From the AFP newswire, a new blossoming of interest in robots built for sex:
Called Honeydolls, the lifesize figures are made from surgical-grade silicone and resin, and are equipped with voice-emitting sensors in each breast. Pinch the nipples, and Cindy (or Soari or Maria, depending on the model) will react with a squeal and whisper pre-programmed sweet nothings in one’s ear.
Customised MP3 audio files can be substituted for a more personal touch. Price tag: 7,000 dollars (4,800 euros).
Women, too, are bound to be lured to sexbots, contended Levy.
“I don’t think that women will be any less attracted than men — they may be more attracted,” he said, pointing to a worldwide surge in the sale of vibrators, boosted by the lifting of taboos, ease of purchase and media endorsement.

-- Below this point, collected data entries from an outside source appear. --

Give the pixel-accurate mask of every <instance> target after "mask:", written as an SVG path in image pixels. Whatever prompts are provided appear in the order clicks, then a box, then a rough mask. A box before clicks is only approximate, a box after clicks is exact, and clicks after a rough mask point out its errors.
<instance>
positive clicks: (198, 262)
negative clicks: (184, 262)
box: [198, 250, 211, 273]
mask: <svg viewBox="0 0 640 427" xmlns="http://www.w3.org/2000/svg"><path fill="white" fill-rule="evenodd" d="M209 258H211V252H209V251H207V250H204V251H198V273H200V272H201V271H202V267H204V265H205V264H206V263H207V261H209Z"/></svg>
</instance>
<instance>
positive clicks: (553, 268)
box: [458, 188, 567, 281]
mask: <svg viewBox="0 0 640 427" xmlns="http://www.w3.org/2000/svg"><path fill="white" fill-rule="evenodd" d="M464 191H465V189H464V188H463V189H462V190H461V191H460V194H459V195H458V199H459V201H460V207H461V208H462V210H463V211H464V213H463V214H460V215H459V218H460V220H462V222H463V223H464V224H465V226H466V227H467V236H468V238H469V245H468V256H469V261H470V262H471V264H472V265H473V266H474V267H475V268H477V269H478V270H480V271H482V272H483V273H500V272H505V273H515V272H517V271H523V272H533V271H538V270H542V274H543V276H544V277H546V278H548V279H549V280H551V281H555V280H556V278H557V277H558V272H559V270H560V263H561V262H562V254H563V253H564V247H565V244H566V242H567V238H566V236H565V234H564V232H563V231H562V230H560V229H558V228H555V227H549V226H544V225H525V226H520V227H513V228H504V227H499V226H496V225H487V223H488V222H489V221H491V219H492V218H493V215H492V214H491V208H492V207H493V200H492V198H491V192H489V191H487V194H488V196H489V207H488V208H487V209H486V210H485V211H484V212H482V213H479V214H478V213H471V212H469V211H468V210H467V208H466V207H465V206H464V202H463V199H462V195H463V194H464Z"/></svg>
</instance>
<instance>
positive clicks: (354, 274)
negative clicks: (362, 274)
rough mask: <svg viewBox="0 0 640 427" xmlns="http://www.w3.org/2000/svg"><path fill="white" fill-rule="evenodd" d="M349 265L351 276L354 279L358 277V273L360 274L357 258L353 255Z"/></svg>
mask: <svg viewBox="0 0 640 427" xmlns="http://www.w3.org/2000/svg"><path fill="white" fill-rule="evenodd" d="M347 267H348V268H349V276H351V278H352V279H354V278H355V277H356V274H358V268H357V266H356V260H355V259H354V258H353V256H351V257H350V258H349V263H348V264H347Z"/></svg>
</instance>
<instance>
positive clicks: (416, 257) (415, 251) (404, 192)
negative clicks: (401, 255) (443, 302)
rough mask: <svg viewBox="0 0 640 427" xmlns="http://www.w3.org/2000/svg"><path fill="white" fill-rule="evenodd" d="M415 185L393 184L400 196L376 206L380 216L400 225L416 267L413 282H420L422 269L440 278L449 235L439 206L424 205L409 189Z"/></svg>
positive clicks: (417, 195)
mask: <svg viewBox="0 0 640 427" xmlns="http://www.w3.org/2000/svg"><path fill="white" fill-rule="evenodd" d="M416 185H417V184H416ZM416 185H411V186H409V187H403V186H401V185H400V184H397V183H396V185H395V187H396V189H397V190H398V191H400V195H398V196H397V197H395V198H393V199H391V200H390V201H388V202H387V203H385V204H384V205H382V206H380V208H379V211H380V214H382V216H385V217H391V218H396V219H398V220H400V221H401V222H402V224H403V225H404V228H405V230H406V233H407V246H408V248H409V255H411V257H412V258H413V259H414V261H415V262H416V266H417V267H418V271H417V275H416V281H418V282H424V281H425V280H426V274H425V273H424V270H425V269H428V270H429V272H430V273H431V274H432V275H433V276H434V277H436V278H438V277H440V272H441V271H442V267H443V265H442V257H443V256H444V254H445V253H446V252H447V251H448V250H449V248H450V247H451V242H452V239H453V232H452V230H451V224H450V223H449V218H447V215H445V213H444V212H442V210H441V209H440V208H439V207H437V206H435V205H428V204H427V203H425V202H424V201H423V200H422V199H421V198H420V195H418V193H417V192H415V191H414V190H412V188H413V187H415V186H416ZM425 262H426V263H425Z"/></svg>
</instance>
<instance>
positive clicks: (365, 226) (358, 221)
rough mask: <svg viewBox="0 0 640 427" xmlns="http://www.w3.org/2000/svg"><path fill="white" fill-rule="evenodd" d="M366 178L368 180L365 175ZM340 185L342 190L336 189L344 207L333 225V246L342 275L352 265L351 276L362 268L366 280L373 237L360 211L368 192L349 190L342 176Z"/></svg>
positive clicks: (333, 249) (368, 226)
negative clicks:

Levy, who once made a living organising chess championships, unusually wrote his book first then tweaked it to present as a doctoral thesis at the University of Maastricht in the Netherlands.
The work has generated what he calls a “tsunami” of media interest since its publication last year and from an unusually broad spectrum of publications.
“In March, I will be featured in Scientific American, and in April there will be an article in Hustler,” said the futurist.
It’s when they start having human-robot hybrid babies that I’ll get really nervous.